The blocking is nondeterministic. Whilst Akamai (who offers a reputation check) returns one of my IPs as clean, websites of their customers like eBay have shown the throttling behaviour. Apple TV+ appears to be served by Akamai too (tv.apple.com), which has been the worst offender for “throttling” my streaming:

PS C:\WINDOWS\system32> nslookup tv.apple.com
Server:  dc1-lon.core.*********.net
Address:  10.*.*.*

Non-authoritative answer:
Name:    e673.dsce9.akamaiedge.net
Addresses:  2a02:26f0:fd00:1088::2a1
          2a02:26f0:fd00:109a::2a1
          2a02:26f0:fd00:1081::2a1
          2a02:26f0:fd00:1098::2a1
          2a02:26f0:fd00:1093::2a1
          88.221.41.37
Aliases:  tv.apple.com
          itunes-cdn.itunes-apple.com.akadns.net
          itunes.apple.com.edgekey.net

It’s also available with IPv6, explaining the freebie ISP router theory.

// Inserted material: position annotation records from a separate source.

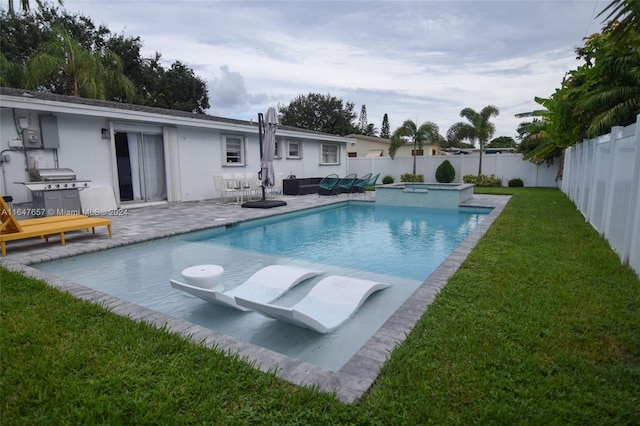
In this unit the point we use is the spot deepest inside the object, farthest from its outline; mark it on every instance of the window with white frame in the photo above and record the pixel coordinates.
(330, 154)
(233, 147)
(294, 149)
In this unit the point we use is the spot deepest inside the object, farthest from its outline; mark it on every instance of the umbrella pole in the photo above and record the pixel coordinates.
(264, 203)
(260, 138)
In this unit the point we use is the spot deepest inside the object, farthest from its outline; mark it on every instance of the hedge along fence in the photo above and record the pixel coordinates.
(504, 166)
(602, 177)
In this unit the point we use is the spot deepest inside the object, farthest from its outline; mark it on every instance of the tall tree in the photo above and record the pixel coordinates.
(64, 66)
(478, 128)
(26, 6)
(363, 120)
(409, 132)
(385, 131)
(23, 35)
(321, 113)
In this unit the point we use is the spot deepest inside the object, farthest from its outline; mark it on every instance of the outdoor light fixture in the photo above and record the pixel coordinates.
(23, 123)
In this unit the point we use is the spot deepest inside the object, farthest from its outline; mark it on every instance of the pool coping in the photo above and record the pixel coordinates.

Fastly doesn’t offer a rep check on their website but bbc.co.uk right now won’t load at all. Cloudflare is opaque too about disclosing what IPs they’re throttling.

Why would a range get throttled or “shadow banned”?

This is extremely difficult to answer and I have no good theory. The same IP range handles my email and I generally have no trouble emailing major providers like Gmail, Outlook, Yahoo!, and many other counterparties. It’s in the CDNs’ interests to serve eyeballs and ban bots, but I think bad routing or congestion within the ISP’s core is a more likely explanation.